A woman, thirties, strums her guitar; woolly hat tightly pulled down; duffel coat, baggy. A large dog at her feet, half asleep, unblinking, watches shoppers as they stride passed; their shoes inches from its nose.
Annie sings of her life, of hazily remembered times. Of a better days tomorrow; but today, today, today... Her voice husky; no longer sweet. Annie sings of teenage dreams, of boys, of the future.
The song ends and the dog sits up, knowing it is time for home. The coins in the guitar's case are meticulously scooped up. Really, Annie needs to replace her guitar strings; before it's to late, before she cannot sing anymore; but there's not quite enough. On the bus home the dog dozes patiently under the seat.
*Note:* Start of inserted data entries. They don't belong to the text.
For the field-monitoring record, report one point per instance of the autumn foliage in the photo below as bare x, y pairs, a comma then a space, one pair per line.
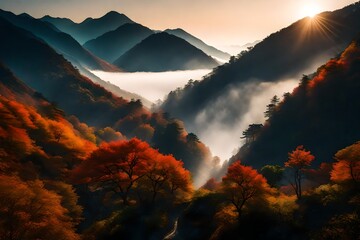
29, 211
347, 165
133, 166
298, 160
242, 184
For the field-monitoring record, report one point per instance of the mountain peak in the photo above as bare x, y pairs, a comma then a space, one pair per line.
25, 15
112, 13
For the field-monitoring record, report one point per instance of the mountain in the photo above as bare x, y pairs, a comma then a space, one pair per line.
164, 52
321, 114
284, 55
209, 50
111, 45
48, 73
90, 28
61, 42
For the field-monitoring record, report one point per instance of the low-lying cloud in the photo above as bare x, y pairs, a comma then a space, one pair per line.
151, 85
221, 123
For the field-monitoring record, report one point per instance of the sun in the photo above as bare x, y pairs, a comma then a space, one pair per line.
310, 10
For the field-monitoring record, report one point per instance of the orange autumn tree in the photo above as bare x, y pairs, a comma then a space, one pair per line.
165, 176
242, 184
298, 160
347, 165
124, 165
29, 211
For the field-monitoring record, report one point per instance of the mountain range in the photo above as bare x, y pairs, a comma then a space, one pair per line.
90, 28
111, 45
286, 54
164, 52
63, 43
209, 50
327, 102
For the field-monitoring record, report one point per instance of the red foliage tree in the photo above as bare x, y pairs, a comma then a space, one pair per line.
124, 165
243, 183
298, 160
29, 211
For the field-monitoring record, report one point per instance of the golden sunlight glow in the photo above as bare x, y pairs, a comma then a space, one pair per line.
310, 10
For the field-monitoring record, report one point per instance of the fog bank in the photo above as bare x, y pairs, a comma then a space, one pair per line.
221, 123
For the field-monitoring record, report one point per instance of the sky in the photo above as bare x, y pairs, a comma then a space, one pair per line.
224, 24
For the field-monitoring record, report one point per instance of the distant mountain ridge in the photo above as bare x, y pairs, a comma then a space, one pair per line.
321, 114
111, 45
47, 72
209, 50
61, 42
164, 52
285, 54
90, 28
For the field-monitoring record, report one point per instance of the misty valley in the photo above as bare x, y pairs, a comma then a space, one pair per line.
113, 129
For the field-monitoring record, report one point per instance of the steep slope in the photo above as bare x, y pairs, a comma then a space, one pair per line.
224, 96
90, 28
164, 52
111, 45
321, 114
61, 42
209, 50
48, 73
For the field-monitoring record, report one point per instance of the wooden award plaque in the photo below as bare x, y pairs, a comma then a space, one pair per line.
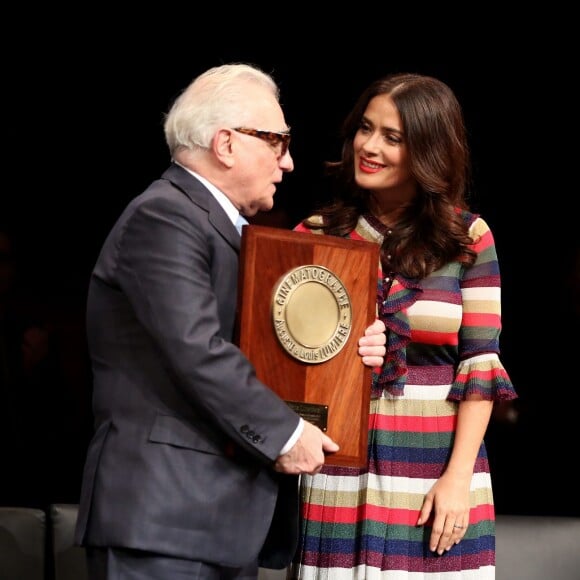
304, 300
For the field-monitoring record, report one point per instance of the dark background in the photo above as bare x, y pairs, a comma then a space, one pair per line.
83, 113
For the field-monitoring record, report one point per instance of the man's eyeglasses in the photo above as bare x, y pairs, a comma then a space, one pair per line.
277, 140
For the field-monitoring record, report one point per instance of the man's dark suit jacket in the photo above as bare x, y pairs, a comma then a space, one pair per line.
185, 434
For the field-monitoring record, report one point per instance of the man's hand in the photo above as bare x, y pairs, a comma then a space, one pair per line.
307, 455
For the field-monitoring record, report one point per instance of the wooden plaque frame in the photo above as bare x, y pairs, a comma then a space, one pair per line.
341, 384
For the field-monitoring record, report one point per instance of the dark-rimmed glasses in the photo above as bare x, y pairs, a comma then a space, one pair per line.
275, 139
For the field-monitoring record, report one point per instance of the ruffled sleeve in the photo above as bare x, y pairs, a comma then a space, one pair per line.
393, 301
483, 375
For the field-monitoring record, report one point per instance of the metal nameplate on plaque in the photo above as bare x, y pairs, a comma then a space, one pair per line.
316, 414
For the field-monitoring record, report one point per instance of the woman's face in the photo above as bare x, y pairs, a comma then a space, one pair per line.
381, 161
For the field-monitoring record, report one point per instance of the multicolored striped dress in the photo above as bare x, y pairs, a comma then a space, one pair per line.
443, 344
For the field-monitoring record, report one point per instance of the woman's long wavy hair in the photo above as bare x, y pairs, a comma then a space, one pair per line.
432, 231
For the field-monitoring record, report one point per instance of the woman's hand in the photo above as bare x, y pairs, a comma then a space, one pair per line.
371, 346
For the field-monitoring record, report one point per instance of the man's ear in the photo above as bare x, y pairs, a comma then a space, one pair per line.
223, 147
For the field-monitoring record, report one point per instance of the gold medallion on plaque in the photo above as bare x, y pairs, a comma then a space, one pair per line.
312, 313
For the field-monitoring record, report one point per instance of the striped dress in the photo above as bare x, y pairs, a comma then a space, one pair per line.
443, 344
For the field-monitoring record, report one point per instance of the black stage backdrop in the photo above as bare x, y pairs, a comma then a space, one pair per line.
84, 113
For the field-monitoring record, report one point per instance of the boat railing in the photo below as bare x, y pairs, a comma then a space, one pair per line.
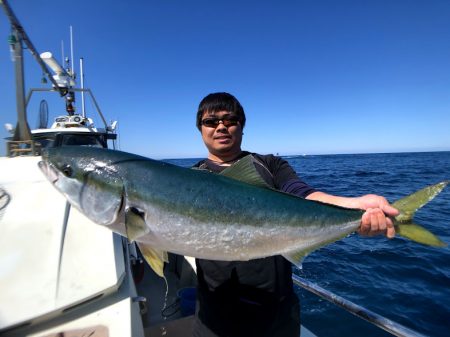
384, 323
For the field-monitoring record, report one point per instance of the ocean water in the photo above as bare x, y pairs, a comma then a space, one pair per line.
399, 279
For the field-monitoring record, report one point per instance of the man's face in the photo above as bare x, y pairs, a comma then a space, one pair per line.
224, 139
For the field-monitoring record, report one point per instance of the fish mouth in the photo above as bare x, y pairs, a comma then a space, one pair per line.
49, 171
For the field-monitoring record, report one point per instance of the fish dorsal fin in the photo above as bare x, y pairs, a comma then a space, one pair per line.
154, 257
411, 203
418, 234
297, 257
244, 170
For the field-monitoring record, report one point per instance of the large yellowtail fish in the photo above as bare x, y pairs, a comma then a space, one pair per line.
227, 216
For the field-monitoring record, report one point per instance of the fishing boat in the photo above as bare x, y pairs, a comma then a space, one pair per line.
62, 275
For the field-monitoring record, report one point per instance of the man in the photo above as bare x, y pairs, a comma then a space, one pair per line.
256, 297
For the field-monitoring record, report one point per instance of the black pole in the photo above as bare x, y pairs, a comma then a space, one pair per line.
378, 320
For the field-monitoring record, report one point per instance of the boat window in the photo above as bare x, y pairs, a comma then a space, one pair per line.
45, 142
81, 140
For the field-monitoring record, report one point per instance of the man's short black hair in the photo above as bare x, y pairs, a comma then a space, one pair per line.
220, 101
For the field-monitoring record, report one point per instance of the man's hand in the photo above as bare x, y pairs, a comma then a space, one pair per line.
376, 220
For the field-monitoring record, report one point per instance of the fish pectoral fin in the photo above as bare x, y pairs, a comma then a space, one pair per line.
154, 257
418, 234
297, 257
135, 223
411, 203
244, 170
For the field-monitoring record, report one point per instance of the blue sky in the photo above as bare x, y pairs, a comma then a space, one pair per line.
314, 77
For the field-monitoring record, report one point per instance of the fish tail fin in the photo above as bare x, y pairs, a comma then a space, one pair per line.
408, 207
418, 234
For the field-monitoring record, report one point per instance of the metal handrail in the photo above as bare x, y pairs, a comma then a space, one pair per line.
378, 320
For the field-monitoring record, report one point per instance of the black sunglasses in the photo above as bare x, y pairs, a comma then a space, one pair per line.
227, 120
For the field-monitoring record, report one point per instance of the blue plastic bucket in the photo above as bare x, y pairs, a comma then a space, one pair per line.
187, 298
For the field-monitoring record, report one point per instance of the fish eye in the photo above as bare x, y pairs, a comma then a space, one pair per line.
67, 170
Off the bus and into the corner shop; dog food and a bottle of cheep cider. Behind Annie a plump lady in a stern coat grumbles as the coins, oh so carefully, are counted out; all copper and silver.
In through the back door of her derelict squat. Even the others have moved out as winter approaches. Annie heats up something on a Primus; she cannot read as the electricity is off; the dark descends quickly. She curls up with her dog; tries to sleep.
Annie has not written a new song in years; not since she was a teenager, not since she was about to go to university. Maybe tomorrow; if she feels like it, if it's not too cold.